1. Ainsi que le demandait la Résolution 76 (1955) de l'Assemblée, la Conférence européenne des Pouvoirs locaux a tenu ses premières sessions, l'une en 1957 et la deuxième en 1958. En vue de chacune de ces sessions, le Comité des Ministres a bien voulu accorder des crédits dont la modicité semble due aux difficultés qui apparaissent toujours au début de toute entreprise d'un caractère aussi nouveau que la Conférence.
Grâce à la volonté déterminée des pouvoirs locaux et au soutien efficace de leurs associations, depuis sa création, la Conférence s'est affirmée. La deuxième Session, d'octobre 1958, a fait l'unanimité de tous pour considérer que le premier pas était fait et que l'avenir de la Conférence paraissait assuré.
2. Un des éléments essentiels de l'utilité des travaux de la Conférence réside dans sa convocation annuelle. La Conférence, comme l'Assemblée, en a affirmé la nécessité.
3. La demande de l'Assemblée au Comité des Ministres [Avis n° 28 (1958)] de prévoir les crédits pour que la Conférence tienne sa troisième Session en 1959 a été examinée par le Comité Mixte le 15 décembre 1958.

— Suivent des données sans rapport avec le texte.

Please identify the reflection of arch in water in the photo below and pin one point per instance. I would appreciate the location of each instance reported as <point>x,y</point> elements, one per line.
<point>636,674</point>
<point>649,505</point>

Au cours de cet examen, le Président du Comité des Ministres a déclaré que le Comité des Ministres est en faveur d'une troisième Session de la Conférence, mais qu'il n'était pas suffisamment informé pour décider dès à présent que la troisième Session se tienne en 1959. Les Délégués des Ministres ont été en conséquence chargés, non seulement de décider des mesures administratives et budgétaires, mais encore de fixer la date de la troisième Session.
4. Il est un fait que le principe même de la Conférence fait l'objet d'un accord total du Comité des Ministres et de l'Assemblée.
La réunion du Comité Mixte a fait toutefois apparaître qu'il n'y a pas encore eu accord en ce qui concerne la périodicité des sessions de la Conférence. Il s'agit pourtant, en ce domaine, d'une question dont l'importance est essentielle à l'avenir de la Conférence.
5. L'Assemblée, dans sa Résolution 76 (1955), ainsi que les pouvoirs locaux dont elle a exprimé l'opinion estiment que les sessions de la Conférence doivent être annuelles.
6. Lors de la réunion qu'elle a tenue le 11 décembre 1958, la commission des Pouvoirs locaux a réaffirmé à l'unanimité de ses membres la Résolution 76 (1955) de l'Assemblée et a décidé que le principe de l'annualité des sessions de la Conférence ne devait plus être remis en question ; toute proposition tendant à tenir ces sessions tous les deux ans serait en contradiction avec cette décision, et porterait atteinte à la Résolution 76 (1955) de l'Assemblée et aux avis et résolutions adoptés par la Conférence lors de sa première et de sa deuxième Sessions.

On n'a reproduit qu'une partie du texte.